Justification for selection of acute toxicity – dermal endpoint
Hazard assessment is conducted by means of read-across from a structural analogue. The selected study is most adequate and reliable based on the identified similarities in structure and intrinsic properties between the source and target substance and overall quality assessment (refer to the endpoint discussion for further details).

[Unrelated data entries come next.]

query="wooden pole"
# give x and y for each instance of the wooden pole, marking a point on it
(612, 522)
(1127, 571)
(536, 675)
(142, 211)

Justification for classification or non-classification

According to Article 13 of Regulation (EC) No. 1907/2006 "General Requirements for Generation of Information on Intrinsic Properties of substances", information on intrinsic properties of substances may be generated by means other than tests e.g. from information from structurally related substances (grouping or read-across), provided that conditions set out in Annex XI are met. Annex XI, "General rules for adaptation of this standard testing regime set out in Annexes VII to X” states that “substances whose physicochemical, toxicological and ecotoxicological properties are likely to be similar or follow a regular pattern as a result of structural similarity may be considered as a group, or ‘category’ of substances. This avoids the need to test every substance for every endpoint". Since the analogue concept is applied to Reaction mass of octadecyl heptanoate and octadecyl octanoate (List No. 915-334-0), data will be generated from data for reference source substance(s) to avoid unnecessary animal testing. Additionally, once the analogue read-across concept is applied, substances will be classified and labelled on this basis.

Therefore, based on substance-specific data combined with the analogue read-across approach, the available data using the target and source substances on acute toxicity do not meet the classification criteria according to Regulation (EC) 1272/2008 or Directive 67/548/EEC, and are therefore conclusive but not sufficient for classification.